Henry Fielding (1707-54), author of Tom Jones, comments in his Preface to Joseph Andrews that “Mirth and Laughter … are probably more wholesome Physic for the Mind, and conduce better to purge away Spleen, Melancholy and ill Affections, than is generally imagined.” If The Anatomy of Melancholy can hardly be seen as therapeutic in this respect, then Tristram Shandy certainly can—as indeed can the comic aspects of satires such as Gulliver’s Travels, Voyage to Kazohinia, and Gulliver’s Return.

But Burton and Sterne are not alone in portraying the psychotic extreme of the mentalistic continuum, even if they are the closest—and certainly the classic—equivalents of Defoe or Swift in English literature. Many, much more modern writers continued the hyper-mentalistic trend, which emerged in Western literature from the nineteenth century. Examples are Nikolai Gogol, Antonin Artaud, Eugene Ionesco, Franz Kafka, August Strindberg, James Joyce, Samuel Beckett, and of course the Surrealists and writers associated with them, such as Alfred Jarry and Raymond Roussell.

But the case of Joyce—not to mention that of his compatriot Samuel Beckett, also posthumously diagnosed autistic—suggests that the language of modern mentalism has been extended in the hypo-mentalistic direction just as far. Indeed, Amar Annus has recently published a study which cogently argues this in the case of the Finnish poet, Pentti Saarikoski (1937-1983). Overall, you could claim that the genius of modern—and certainly of modernist—literature is its ability to take it to both extremes of the continuum, just as the diametric model proposes is the case in genius in general.
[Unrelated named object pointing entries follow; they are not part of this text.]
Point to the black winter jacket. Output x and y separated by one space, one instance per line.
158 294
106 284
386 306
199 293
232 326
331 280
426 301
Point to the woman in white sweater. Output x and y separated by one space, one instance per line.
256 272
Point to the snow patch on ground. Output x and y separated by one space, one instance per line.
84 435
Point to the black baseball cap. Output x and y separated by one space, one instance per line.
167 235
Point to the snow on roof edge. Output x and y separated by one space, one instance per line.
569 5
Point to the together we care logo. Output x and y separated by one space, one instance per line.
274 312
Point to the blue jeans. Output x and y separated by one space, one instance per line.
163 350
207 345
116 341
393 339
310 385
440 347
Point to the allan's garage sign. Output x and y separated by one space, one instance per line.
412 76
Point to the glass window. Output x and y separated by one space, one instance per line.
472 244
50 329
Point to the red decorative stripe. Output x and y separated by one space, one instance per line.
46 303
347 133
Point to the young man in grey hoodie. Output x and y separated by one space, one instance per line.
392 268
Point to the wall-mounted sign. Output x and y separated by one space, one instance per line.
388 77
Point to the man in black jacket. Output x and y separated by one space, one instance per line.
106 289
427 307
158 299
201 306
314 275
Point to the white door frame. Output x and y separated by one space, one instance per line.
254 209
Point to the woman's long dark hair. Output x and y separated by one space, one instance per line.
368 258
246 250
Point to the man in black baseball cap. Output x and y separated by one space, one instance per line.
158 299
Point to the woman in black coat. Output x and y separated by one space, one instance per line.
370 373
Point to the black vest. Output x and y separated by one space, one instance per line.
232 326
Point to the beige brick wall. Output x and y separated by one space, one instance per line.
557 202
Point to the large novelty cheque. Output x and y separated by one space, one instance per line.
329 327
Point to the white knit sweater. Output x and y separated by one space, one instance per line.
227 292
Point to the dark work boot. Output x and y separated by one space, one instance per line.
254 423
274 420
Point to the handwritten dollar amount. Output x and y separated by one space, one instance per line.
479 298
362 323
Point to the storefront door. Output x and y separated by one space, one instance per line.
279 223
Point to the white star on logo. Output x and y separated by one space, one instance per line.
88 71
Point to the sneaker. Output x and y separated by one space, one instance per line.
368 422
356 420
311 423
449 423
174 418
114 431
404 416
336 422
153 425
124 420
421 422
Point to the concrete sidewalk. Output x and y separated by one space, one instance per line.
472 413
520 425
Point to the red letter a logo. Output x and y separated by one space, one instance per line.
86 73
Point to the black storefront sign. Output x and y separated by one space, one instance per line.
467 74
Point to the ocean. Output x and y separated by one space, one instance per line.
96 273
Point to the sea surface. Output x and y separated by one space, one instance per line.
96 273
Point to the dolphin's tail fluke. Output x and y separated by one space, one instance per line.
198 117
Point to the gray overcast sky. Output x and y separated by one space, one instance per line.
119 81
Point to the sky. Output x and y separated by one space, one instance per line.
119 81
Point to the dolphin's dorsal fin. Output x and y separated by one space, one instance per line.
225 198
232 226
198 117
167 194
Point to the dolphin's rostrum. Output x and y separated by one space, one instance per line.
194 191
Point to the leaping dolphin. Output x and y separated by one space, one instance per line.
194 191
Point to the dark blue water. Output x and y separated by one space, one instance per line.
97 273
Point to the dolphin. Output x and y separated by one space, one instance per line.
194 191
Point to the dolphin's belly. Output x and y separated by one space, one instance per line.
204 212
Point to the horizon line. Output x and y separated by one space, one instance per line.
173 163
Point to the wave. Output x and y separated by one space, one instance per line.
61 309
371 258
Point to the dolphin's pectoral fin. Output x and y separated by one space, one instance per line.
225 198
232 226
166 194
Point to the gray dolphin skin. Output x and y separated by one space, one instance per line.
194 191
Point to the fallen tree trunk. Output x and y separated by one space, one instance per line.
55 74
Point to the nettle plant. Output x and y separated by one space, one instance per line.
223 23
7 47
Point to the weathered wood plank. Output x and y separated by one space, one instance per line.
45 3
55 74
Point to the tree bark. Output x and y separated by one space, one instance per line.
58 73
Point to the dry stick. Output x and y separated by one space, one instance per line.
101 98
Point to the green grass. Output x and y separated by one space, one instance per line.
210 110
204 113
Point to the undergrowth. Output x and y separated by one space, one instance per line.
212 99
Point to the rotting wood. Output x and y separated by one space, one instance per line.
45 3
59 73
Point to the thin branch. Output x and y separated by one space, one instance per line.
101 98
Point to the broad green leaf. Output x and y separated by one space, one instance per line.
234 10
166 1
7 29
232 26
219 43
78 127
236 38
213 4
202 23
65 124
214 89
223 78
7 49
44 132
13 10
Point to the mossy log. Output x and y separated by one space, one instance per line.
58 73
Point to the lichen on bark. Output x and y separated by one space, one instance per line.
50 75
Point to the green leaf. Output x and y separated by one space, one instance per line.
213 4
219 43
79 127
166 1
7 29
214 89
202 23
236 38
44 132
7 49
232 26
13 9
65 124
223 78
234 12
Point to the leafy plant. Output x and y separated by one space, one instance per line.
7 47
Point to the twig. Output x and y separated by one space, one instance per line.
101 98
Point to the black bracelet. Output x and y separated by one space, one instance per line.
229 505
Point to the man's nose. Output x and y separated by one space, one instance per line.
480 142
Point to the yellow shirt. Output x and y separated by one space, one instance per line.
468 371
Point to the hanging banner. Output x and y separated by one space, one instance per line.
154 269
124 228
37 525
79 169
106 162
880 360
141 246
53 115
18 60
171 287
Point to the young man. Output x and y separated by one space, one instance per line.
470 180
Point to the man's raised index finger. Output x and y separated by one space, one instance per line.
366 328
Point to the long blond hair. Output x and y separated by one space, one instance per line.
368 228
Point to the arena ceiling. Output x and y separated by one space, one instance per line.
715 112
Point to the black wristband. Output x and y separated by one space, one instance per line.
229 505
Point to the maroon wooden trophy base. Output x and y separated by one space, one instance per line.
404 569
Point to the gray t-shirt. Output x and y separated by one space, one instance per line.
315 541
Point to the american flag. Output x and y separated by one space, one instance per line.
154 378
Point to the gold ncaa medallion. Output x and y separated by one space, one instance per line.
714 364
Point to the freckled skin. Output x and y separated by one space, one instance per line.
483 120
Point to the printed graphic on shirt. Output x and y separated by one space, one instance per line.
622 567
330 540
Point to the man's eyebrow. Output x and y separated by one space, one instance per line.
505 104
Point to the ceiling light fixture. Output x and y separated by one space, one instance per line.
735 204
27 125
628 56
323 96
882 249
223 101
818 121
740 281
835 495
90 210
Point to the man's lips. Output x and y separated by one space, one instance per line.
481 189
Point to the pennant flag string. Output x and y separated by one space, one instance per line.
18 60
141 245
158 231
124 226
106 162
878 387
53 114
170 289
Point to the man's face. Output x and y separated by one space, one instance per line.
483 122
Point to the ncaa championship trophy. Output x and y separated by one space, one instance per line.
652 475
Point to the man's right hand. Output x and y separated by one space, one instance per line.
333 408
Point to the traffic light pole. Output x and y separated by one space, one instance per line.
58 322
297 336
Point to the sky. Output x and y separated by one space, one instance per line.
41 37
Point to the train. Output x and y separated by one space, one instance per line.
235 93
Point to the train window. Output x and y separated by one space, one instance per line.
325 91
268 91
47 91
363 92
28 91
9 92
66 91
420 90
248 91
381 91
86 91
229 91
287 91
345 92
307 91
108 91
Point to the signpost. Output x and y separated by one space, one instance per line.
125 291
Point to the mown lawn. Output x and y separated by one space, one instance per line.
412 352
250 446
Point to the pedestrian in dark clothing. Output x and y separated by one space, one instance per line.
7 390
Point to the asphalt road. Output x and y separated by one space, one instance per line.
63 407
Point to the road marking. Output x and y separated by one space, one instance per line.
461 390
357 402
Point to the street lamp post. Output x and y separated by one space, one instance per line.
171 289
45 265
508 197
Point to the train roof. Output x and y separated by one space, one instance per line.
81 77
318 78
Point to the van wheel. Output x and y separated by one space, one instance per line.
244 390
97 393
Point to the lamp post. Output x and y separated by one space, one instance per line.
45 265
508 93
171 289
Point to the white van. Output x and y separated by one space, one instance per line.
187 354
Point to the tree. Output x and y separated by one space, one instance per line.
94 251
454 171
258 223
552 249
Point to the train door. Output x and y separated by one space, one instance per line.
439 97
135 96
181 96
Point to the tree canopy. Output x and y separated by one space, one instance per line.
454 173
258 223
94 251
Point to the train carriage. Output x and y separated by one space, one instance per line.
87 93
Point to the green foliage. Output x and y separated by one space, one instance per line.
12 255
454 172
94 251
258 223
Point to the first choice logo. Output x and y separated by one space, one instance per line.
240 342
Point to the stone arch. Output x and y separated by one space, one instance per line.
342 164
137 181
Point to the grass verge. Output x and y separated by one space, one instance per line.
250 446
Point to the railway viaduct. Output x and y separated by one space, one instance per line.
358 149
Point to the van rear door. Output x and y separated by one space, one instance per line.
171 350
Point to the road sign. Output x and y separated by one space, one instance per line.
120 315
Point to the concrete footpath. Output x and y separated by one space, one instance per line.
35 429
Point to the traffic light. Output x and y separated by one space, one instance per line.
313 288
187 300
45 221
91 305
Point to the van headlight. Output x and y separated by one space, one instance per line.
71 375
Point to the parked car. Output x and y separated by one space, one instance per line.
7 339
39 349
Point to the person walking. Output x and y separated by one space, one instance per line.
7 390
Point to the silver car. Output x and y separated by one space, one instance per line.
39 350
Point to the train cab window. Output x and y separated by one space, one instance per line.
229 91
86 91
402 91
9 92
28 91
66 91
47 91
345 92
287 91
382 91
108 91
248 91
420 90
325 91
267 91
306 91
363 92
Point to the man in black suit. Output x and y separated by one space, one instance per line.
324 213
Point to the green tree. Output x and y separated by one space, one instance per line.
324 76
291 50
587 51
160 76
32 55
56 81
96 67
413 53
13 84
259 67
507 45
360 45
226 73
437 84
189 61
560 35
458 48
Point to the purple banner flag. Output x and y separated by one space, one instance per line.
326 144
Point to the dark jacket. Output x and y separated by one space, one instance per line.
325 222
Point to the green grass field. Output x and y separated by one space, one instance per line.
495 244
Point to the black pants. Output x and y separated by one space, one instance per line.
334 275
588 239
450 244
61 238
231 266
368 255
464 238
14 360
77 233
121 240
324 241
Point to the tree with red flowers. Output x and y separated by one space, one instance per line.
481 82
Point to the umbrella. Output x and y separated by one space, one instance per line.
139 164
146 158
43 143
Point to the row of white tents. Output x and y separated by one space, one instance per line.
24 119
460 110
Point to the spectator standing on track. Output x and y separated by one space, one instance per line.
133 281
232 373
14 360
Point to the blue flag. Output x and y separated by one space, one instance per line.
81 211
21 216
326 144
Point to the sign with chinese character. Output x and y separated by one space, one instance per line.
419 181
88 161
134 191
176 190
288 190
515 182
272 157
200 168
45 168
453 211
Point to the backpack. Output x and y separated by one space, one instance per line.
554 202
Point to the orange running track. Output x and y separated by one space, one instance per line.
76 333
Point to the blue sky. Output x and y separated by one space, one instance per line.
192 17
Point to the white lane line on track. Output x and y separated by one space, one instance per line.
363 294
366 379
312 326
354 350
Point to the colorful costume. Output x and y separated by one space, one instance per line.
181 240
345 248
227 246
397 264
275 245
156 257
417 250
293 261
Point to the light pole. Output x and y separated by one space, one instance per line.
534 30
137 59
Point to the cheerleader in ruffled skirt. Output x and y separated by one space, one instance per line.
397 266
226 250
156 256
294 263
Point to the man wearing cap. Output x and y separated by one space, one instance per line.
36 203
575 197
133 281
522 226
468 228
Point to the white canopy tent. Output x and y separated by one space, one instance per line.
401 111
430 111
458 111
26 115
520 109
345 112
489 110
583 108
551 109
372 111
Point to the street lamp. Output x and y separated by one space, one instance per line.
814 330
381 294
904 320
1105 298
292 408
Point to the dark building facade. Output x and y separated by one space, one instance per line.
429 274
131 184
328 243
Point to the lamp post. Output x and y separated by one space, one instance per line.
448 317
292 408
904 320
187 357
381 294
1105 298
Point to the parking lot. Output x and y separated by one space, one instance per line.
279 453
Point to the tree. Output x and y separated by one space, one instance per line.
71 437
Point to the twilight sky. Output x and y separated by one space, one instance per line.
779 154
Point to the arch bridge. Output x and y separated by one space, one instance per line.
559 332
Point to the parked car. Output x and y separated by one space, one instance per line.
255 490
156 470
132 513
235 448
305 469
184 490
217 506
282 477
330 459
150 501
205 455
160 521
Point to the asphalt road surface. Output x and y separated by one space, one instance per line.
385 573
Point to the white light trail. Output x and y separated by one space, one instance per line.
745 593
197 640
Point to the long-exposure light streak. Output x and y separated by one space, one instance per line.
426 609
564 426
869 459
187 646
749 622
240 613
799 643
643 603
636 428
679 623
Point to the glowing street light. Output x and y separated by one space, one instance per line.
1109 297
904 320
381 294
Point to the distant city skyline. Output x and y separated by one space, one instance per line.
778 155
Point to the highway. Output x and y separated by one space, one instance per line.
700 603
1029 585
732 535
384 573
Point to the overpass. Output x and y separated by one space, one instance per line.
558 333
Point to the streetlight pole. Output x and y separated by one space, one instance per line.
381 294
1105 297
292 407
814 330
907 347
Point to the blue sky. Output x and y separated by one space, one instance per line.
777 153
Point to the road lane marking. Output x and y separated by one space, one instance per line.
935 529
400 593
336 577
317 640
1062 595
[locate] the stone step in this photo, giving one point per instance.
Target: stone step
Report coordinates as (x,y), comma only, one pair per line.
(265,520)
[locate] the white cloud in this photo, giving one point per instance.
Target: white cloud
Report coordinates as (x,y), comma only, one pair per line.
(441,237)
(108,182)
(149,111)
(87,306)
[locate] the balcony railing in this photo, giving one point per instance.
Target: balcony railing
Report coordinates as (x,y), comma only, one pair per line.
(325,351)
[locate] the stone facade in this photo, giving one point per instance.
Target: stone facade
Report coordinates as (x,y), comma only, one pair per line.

Perhaps most importantly of all, looking at literature this way rebuilds critical theory on a firm foundation in the diametric model—and thereby on genetics, neuroscience, and evolutionary biology. Indeed, you could see this as something which embraces the two fundamental forms of literacy discussed in previous posts: verbal and genetic. What other approach does any of this?